Concrètement, cela donne quoi en chiffres ?

Actuellement, il y en a 1.300. Je souhaite doubler ce nombre. Bertrand Delanoë en avait installé 984 entre 2008 et 2014. Anne Hidalgo en a installé seulement 165 de plus. Il faut rattraper ce retard. Cela va permettre d’identifier les délinquants, les criminels et assurer les enquêtes de manière plus efficace et plus rapide. C’est un outil utile contre les cambriolages aussi. Mais cet outil est un aboutissement. Il faut surtout un vrai maillage de la police nationale, avec une présence de la police municipale pour les tâches du quotidien.

« Les différentes études conduites à l’étranger, notamment au Royaume-Uni, aux Etats-Unis et en Australie, ne démontrent pas globalement l’efficacité de la vidéosurveillance de la voie publique », estimait la Cour des comptes dans un rapport de 2011. Que répondez-vous ?

Je n’en fais pas un outil idéologique mais pragmatique, il est ancré dans le quotidien des policiers. Je souhaite simplement mieux mailler l’espace public, notamment les parcs et jardins dans lesquels il y a des problèmes. Et on sera très loin de ce qui se fait aux États-Unis ou à Londres. On ne peut pas accepter qu’à Paris le nombre de cambriolages explose. Le renforcement du nombre de caméras permettra d’endiguer la chute de 36 % des crimes et délits d’élucidation entre 2012 et 2017 ou encore de mieux sanctionner les dépôts sauvages. Enfin, il existe une charte et un comité d’éthique. Je suis attaché aux libertés publiques et individuelles.

Plus globalement, comment comptez-vous améliorer la sécurité à Paris ?

Je veux être le maire de Paris qui assume de produire de la sécurité et de la tranquillité. La situation s’est dégradée à Paris. Trop longtemps, il y a eu un affrontement entre la maire de Paris qui n’a pas souhaité s’impliquer dans ce domaine de la vie quotidienne, et la préfecture de police. Enfin, depuis 2013, je formule cette proposition d’une création d'une police municipale qu’il faudra former pour agir contre les incivilités, la dégradation de l’espace public et la petite délinquance. L’objectif est d’avoir d’ici à la fin de la première année du mandat 1.000 véritables policiers municipaux formés. Je souhaite aussi que la ville devienne compétente sur la totalité des troubles de voisinage.

En octobre, le Sénat a rejeté la création d’une police municipale à Paris. Comment comptez-vous vous y prendre ?
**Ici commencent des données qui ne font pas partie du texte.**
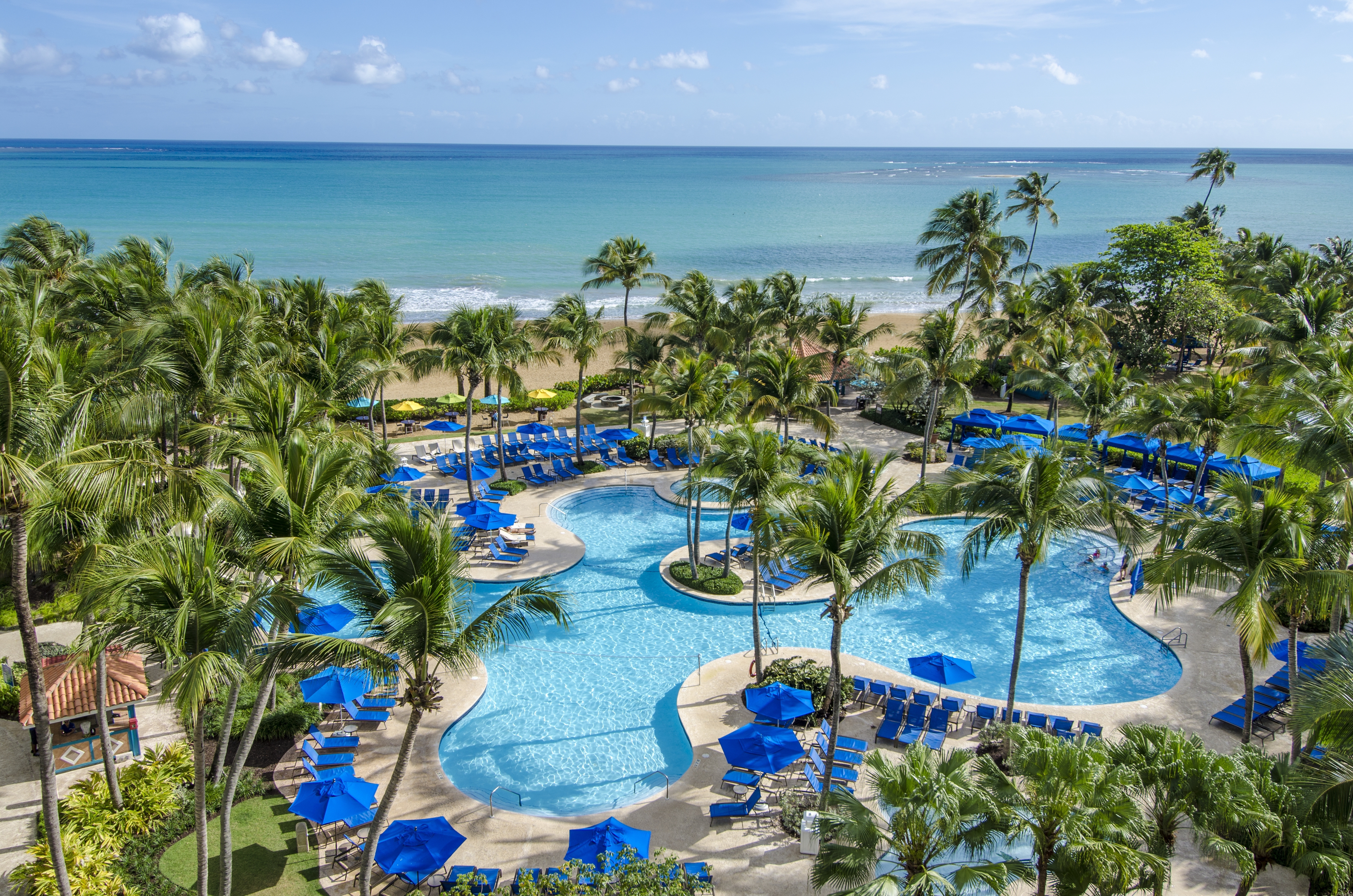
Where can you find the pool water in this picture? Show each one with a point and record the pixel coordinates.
(576, 719)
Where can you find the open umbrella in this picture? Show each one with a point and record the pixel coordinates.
(780, 702)
(333, 800)
(761, 748)
(592, 844)
(490, 520)
(325, 619)
(417, 846)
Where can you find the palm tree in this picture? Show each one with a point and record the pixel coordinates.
(416, 605)
(761, 475)
(787, 385)
(1032, 198)
(931, 814)
(939, 369)
(572, 329)
(846, 531)
(627, 262)
(968, 227)
(1034, 501)
(1214, 164)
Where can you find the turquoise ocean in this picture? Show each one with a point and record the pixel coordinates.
(447, 224)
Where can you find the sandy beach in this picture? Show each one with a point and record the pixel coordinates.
(546, 377)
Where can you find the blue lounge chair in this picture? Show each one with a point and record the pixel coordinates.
(842, 741)
(332, 744)
(735, 810)
(937, 730)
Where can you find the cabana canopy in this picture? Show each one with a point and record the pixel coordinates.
(1032, 424)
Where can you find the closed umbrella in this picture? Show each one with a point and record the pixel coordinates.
(780, 702)
(761, 748)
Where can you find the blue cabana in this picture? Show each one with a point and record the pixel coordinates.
(1032, 424)
(976, 419)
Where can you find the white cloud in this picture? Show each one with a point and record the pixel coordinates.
(38, 59)
(1049, 64)
(1339, 16)
(277, 53)
(684, 60)
(171, 38)
(258, 86)
(370, 65)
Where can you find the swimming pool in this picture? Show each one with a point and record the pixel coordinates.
(574, 719)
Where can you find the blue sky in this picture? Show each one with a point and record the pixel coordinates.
(684, 72)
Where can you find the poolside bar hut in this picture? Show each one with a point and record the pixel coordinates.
(72, 696)
(976, 419)
(1133, 444)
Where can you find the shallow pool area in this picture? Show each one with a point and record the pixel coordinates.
(577, 721)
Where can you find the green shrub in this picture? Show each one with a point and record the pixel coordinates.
(711, 578)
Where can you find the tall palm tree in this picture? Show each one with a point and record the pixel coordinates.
(1214, 164)
(968, 229)
(1032, 197)
(761, 475)
(933, 822)
(416, 605)
(1034, 501)
(846, 531)
(570, 329)
(627, 262)
(939, 369)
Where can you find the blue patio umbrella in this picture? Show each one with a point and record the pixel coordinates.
(333, 800)
(761, 748)
(591, 845)
(780, 702)
(335, 685)
(490, 520)
(417, 846)
(325, 619)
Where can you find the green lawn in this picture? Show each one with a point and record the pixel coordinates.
(266, 853)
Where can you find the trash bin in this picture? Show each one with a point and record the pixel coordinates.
(808, 834)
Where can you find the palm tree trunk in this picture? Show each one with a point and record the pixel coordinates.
(1019, 646)
(38, 695)
(228, 722)
(200, 787)
(1248, 676)
(110, 761)
(397, 776)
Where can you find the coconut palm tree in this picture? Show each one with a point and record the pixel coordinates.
(939, 369)
(570, 329)
(1032, 197)
(761, 475)
(933, 821)
(627, 262)
(1214, 164)
(846, 531)
(416, 604)
(1032, 500)
(968, 229)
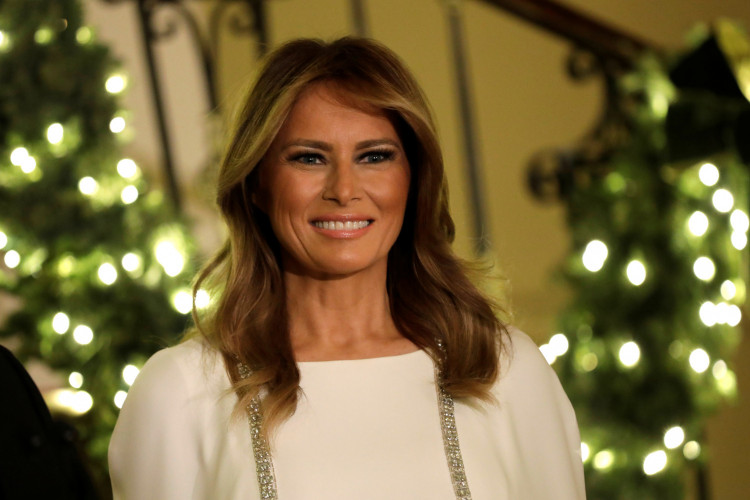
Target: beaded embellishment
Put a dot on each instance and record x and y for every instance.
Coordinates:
(446, 410)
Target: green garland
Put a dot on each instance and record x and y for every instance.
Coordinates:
(95, 261)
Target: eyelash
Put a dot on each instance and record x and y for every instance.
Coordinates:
(384, 154)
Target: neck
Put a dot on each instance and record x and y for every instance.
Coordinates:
(342, 317)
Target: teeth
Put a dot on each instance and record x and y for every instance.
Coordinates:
(340, 225)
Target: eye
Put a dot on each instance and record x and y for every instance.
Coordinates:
(377, 156)
(307, 158)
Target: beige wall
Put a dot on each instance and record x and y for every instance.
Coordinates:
(523, 103)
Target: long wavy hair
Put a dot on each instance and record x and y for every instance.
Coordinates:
(433, 301)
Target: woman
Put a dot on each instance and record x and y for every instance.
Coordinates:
(344, 329)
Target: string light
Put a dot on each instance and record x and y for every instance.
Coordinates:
(129, 194)
(115, 84)
(55, 133)
(129, 374)
(12, 259)
(169, 257)
(84, 35)
(83, 334)
(594, 255)
(636, 272)
(723, 200)
(88, 186)
(131, 262)
(107, 273)
(704, 268)
(654, 462)
(699, 360)
(127, 168)
(691, 450)
(117, 124)
(75, 379)
(604, 459)
(629, 354)
(60, 323)
(674, 437)
(698, 223)
(119, 398)
(708, 174)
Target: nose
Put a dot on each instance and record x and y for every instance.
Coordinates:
(342, 184)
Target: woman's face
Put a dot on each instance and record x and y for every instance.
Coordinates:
(334, 184)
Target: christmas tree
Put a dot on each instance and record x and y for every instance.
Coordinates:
(658, 271)
(96, 264)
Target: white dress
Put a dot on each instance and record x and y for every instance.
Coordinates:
(365, 429)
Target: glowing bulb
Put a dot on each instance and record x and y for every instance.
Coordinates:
(719, 369)
(83, 334)
(119, 398)
(75, 380)
(127, 168)
(548, 353)
(636, 272)
(129, 194)
(707, 313)
(594, 255)
(728, 289)
(170, 258)
(691, 450)
(12, 259)
(739, 221)
(723, 200)
(698, 223)
(629, 354)
(654, 462)
(704, 268)
(115, 84)
(117, 124)
(129, 374)
(88, 186)
(674, 437)
(131, 262)
(82, 402)
(589, 362)
(699, 360)
(708, 174)
(739, 240)
(28, 165)
(18, 156)
(84, 35)
(60, 323)
(604, 460)
(585, 452)
(202, 299)
(559, 344)
(55, 133)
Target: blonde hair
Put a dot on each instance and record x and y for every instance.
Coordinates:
(431, 297)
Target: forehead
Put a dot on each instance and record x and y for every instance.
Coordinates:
(327, 108)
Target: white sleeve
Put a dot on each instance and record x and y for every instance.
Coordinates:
(153, 453)
(546, 422)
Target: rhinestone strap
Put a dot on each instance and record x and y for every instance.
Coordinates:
(264, 462)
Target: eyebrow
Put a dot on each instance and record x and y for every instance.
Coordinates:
(324, 146)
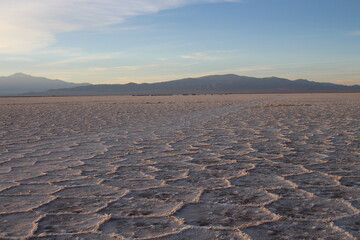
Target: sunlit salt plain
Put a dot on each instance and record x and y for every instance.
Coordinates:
(180, 167)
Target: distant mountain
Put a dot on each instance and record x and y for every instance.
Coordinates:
(19, 83)
(229, 83)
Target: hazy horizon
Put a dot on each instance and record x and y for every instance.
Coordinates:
(144, 42)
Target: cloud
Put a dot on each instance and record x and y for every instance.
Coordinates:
(84, 58)
(27, 25)
(199, 56)
(354, 33)
(16, 59)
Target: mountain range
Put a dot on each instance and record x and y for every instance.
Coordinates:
(20, 83)
(229, 83)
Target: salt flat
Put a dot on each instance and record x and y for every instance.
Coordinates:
(180, 167)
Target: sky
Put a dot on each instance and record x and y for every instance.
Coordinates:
(121, 41)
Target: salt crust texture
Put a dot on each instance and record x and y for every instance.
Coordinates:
(180, 167)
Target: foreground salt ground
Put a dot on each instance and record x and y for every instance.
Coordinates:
(180, 167)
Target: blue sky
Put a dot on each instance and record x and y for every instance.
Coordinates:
(120, 41)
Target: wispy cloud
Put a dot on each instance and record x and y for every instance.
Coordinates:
(26, 25)
(124, 68)
(16, 59)
(199, 56)
(83, 58)
(354, 33)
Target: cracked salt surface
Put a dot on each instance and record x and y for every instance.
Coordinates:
(180, 167)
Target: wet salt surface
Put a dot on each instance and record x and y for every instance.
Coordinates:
(180, 167)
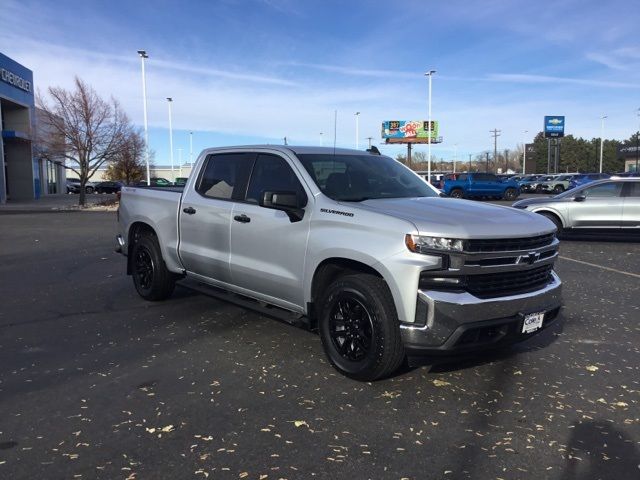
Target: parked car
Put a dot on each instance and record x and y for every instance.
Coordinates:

Aujourd’hui, la police municipale d’Anne Hidalgo n’existe pas. Il faut changer la loi. c’est une réforme d’importance qui ne peut se faire au détour d’un amendement. Il faut être concret, pragmatique. Enfin, il faut aussi des antennes de la police municipale dans chaque arrondissement. Et une ligne directe avec un numéro unique pour cette police. Ce sera le 7517.

Le candidat LREM, Benjamin Griveaux, veut doter la ville de 5.000 policiers municipaux – contre 3.200 actuellement – « formés », « armés d’arme de poing » et « dotés de caméras piétons ». Quelles différences avec votre projet ?

J’ai proposé la mise en place d’une police municipale à pied, à vélo et équestre en 2013. J’ai travaillé avec des associatifs, des citoyens et des experts à sa création. Comme élu du 18e, j’ai vu sa nécessité. Celui qui porte l’idée depuis plusieurs années et qui a travaillé avec détermination et constance n’est peut être pas le plus mal placé pour la mettre en œuvre. Mais la police municipale ne saurait résumer la politique de sécurité. Je propose de renforcer la prévention et la lutte contre la récidive avec un dispositif innovant de travail d’intérêt général:« tu casses, tu répares, tu salis, tu nettoies » afin de responsabiliser ceux qui dégradent l’espace public.